Updated: Dec 27, 2021

Media & Tech / News & Opinion

by Lack of Lepers

Image is copyright and courtesy of Forlorn Foundry

It's been almost 3 months since a fan video featuring SCP-3000 was released, and it has amassed half a million views.


Forlorn Foundry is a duo of science fiction and horror Youtubers based out of New York whose work heavily revolves around SCP Wiki material. Their products (not for children) are mainly videos, ranging from a little over a minute to over an hour, released as a web-series anthology with the project title "The Foundation". Premiering on 7/31/2018, the anthology initially featured live-action renditions of SCP works, featuring such classics as SCP-087 "The Stairwell", SCP-294 "The Coffee Machine", SCP-1074 "The Painting", among others. Their video about SCP-504 "The Critical Tomatoes" was shouted-out on the SCP Wiki official Twitter. A retro-dreamwave-decorated subseries "Now Vending" revolves around objects dispensed from SCP-261 "Pan-Dimensional Vending".


Forlorn Foundry describes themselves as:

... a 2-man team, supported by a rotating roster of skilled freelancers. Actors are cast from a variety of professional networks, while crew, VFX artists, editors, and musicians are all volunteers.

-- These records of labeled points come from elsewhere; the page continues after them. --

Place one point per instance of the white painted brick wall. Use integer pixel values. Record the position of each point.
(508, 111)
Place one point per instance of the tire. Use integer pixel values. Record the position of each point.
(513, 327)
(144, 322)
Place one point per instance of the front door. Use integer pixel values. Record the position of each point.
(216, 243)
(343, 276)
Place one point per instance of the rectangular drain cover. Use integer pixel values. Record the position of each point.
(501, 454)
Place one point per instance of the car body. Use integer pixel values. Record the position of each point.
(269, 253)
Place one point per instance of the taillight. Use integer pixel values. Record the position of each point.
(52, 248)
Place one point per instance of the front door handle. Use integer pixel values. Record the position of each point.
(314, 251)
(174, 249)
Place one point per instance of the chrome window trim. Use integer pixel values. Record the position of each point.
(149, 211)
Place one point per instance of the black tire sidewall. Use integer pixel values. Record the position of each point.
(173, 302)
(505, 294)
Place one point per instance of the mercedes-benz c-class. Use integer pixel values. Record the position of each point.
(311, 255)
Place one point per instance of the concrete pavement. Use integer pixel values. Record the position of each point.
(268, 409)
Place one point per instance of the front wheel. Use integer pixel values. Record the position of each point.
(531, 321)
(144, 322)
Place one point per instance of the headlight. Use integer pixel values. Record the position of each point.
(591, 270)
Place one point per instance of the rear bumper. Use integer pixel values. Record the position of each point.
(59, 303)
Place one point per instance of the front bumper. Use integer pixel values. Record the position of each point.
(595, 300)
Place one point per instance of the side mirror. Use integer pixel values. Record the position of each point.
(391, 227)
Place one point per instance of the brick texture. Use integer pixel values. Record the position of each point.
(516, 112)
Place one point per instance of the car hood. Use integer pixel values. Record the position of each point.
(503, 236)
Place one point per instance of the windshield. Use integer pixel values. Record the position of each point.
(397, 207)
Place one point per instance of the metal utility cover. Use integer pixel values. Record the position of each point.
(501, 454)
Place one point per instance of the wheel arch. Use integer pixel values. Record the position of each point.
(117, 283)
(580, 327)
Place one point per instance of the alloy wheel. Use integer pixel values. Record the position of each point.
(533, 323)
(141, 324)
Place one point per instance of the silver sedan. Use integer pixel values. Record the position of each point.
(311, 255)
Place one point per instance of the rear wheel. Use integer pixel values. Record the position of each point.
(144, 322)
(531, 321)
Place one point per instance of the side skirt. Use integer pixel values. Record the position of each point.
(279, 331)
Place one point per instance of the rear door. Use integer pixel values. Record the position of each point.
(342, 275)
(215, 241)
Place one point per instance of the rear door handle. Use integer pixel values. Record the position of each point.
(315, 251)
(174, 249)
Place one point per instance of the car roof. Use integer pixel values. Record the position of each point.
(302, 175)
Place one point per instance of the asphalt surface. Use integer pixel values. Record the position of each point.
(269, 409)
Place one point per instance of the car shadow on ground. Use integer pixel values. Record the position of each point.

Locations, props, gear, transportation, and food are all additional factors and expenses that go into producing our films.

Their work, like SCPs themselves, seem to have experienced the most notoriety early on, with the video for SCP-294 resting at a cool 7 million views, and SCP-1074 at 9 million. A steady stream of SCP-based live-action shorts follow these, until about a year after launch, when the artists experience burnout and didn't post to the channel for about a year. This silence was broken with the announcement of a Containment Breach film. At this point in its development, the channel branches out into confic-adjacent material, such as a (well-done) Sirenhead fan trailer, and an original found-footage film titled "The Witching Hour" (which is marvelously creepy).


The channel's silence in its two major hiatuses prompted some fans to question whether or not the channel was dead, as their goal had been monthly videos; a worry that one of the channel's representatives shares for the future of the project in an explanatory video. This video explained that the project was undergoing a dramatic molting away from live-action and towards wholly CGI products, this at least partially achieved via the freeware Blender. Two months after that, their first wholly CGI product was released. This was the video for SCP-3000 "Anantashesha", here re-titled "The Unending Serpent".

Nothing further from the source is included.